The Hong Kong Monetary Authority (HKMA) has laid out its plans for regulating stablecoin issuers. According to a press release by the regulator earlier today, entities operating stablecoin services in Hong Kong will require mandatory licensing.
Feedback from Ripple, Binance and Circle
The regulator made its announcement after considering the feedback received from 58 submissions in response to its discussion paper on crypto and stablecoins. Several crypto firms were involved in the feedback, including Binance, Circle, Ripple Labs, Matrixport, Animoca Brands and Symphony Digital.
The HKMA will focus on supervising the governance, issuance and stabilization of fiat-backed stablecoins. Moreover, it will require issuers to maintain reserves that match the amount of crypto in circulation. The reserves must be of high quality and high liquidity, with the value of the assets meeting the value of the outstanding stablecoins at all times.
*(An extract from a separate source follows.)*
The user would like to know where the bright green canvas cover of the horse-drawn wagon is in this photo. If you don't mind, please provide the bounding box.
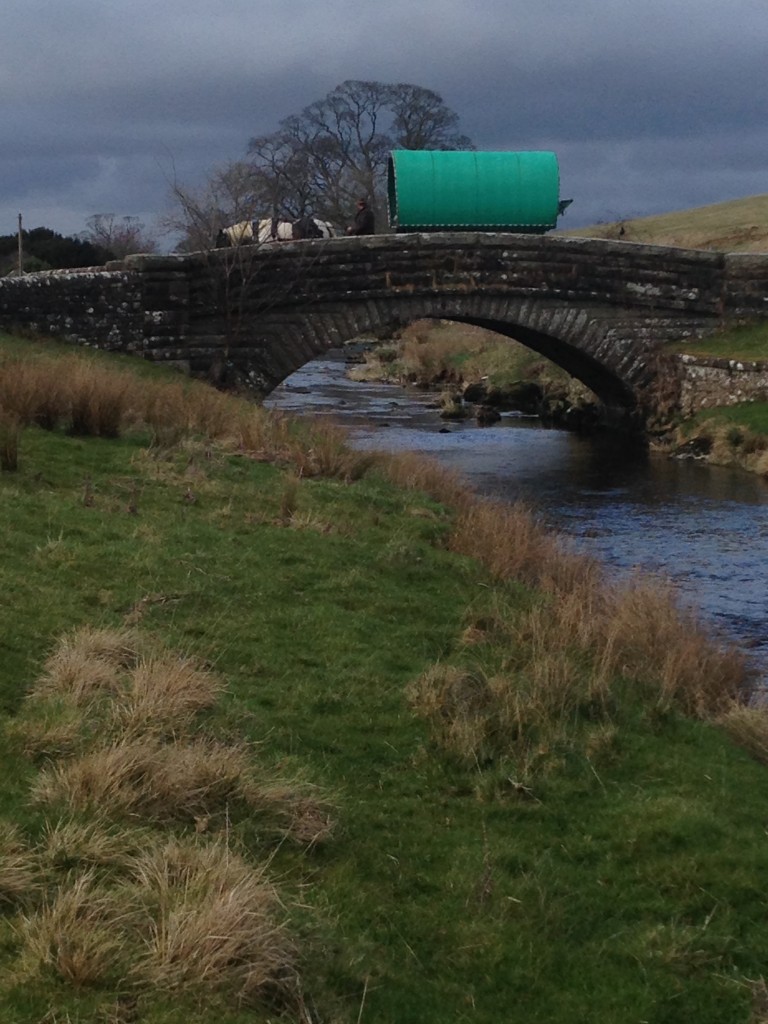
[387,150,560,232]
HKMA says no to algorithmic stablecoins
According to the HKMA, algorithmic stablecoins, i.e. the ones that derive their value from arbitrage or algorithms, will not be accepted. The regulator intends to develop a comprehensive regulatory framework for stablecoins, with full backing and redemption as part of the key principle. This framework will also restrict companies from deviating from their main business. For example, wallet operators will not engage in lending activities.
The regulatory arrangements could be either new legislation or amendments to existing laws. The government could implement it in 2023- 24 after considering feedback, market developments, and international discussions.
Stablecoin reserves have come under increased regulatory scrutiny since the disclosure in 2021 that much of Tether’s [USDT] reserves, the largest by market capitalization, were unsecured short-term debt. The US, the European Union, and Japan are also working on controls for these coins’ issuers.
Eddie Yue, Chief Executive of the HKMA, said:
“An appropriate regulatory environment will help address financial stability risks possibly posed by stablecoins, and promote the orderly and sustainable development of the industry.”